ARMOUR & LACE: A Bestiary presents new works by Walter Oltmann comprising wire sculptures, wall hangings, drawings, prints and paintings. In these works Oltmann explores dynamics between humans, animals and plants, highlighting features of armour, protection and disguise. By introducing defensive characteristics such as bristles, quills and thorns as well as engaging with interspecies protective strategies of mimicry, deception and aposematism, he teases the borders between human and nonhuman, presence and absence, fantastic and real.
Hierarchical exchanges between species raise questions around domination, vulnerability and control and allow for an imagining of alternative ways of being. Drawing on the genre of the bestiary (a compendium of allegorical fables about animals both real and imagined used for moral instruction), Oltmann creates a magical world inhabited by a variety of armoured suits next to armoured animals such as the Sungazer lizard (Smaug Giganteus) and the African pangolin (Smutsia Temminckii).

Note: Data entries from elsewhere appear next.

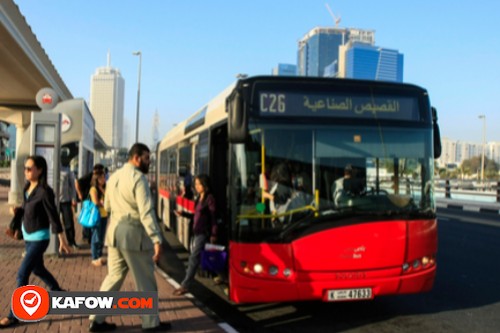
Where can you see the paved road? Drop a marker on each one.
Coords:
(465, 298)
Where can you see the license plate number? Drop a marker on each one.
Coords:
(349, 294)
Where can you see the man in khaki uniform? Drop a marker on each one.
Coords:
(133, 236)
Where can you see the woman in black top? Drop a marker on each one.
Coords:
(40, 213)
(204, 229)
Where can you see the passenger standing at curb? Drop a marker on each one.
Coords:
(204, 228)
(133, 236)
(96, 193)
(67, 200)
(82, 186)
(40, 213)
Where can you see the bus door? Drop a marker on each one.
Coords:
(219, 178)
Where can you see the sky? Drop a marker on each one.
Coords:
(193, 49)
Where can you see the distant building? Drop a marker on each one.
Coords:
(455, 152)
(369, 62)
(285, 70)
(107, 103)
(319, 49)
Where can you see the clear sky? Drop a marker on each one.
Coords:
(192, 50)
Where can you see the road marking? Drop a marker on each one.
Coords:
(223, 325)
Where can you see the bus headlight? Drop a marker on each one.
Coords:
(273, 270)
(257, 268)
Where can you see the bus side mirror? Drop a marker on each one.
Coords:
(237, 122)
(436, 134)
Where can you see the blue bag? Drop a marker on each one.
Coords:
(89, 215)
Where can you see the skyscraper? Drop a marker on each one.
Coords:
(318, 53)
(106, 104)
(318, 49)
(285, 70)
(370, 62)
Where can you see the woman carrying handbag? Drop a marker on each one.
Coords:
(39, 216)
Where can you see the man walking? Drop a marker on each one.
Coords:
(133, 236)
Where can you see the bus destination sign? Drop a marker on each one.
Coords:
(295, 104)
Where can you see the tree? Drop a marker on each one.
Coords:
(473, 166)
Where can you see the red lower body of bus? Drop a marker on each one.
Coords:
(354, 262)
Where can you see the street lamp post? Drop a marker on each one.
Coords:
(483, 117)
(138, 97)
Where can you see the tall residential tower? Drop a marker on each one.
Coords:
(107, 91)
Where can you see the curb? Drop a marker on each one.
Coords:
(223, 325)
(489, 208)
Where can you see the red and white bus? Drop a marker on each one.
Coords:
(318, 237)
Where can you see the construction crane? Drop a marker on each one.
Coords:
(335, 18)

Such works bring attention to the plight of critically endangered species and the impact of climate change. As a collection of descriptions and interpretations of animals, the bestiary affords a cross-species framework where observation and imagination combine to open up fresh perspectives of and with, other living beings. It presents a fantastic imaginary world where borders between the human and non-human become permeable.
Walter Oltmann (born 1960, South Africa) is a practicing artist who lives and works in Johannesburg. He obtained a BA Fine Arts degree from the University of Natal, Pietermaritzburg (1981), and an MA Fine Arts degree (1985) and PhD in Fine Arts degree (2017) from the University of the Witwatersrand, Johannesburg. He taught in the Fine arts department at the University of the Witwatersrand from 1989 to 2016.

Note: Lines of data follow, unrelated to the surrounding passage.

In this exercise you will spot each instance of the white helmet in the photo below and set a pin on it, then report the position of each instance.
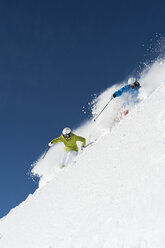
(66, 132)
(131, 81)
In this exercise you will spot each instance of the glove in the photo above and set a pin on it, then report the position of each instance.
(50, 144)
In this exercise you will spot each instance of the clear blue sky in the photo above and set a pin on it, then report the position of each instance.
(53, 56)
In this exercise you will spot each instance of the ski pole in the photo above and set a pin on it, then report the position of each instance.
(46, 152)
(102, 109)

Oltmann has an extensive record of creative work produced since the early 1980s, including a number of public commissions. Since the 1980s he has developed an interest in the relationship between fine art and craft. In his own practice he employs hand-fabricated processes of making and has researched wire craft traditions in southern Africa. His sculptural works are executed by way of weaving in wire and using handcrafting methods that reference African and Western traditions of weaving. He is deeply interested in the influence of craft traditions in contemporary South African art.
In his artworks Oltmann makes connections to domestic textile practices and explores such forms of making in evoking fragility and the passage of time. He often combines aspects of decorative ornament with subject matter that seems somewhat contradictory or disturbing in relation to handcrafted embellishment.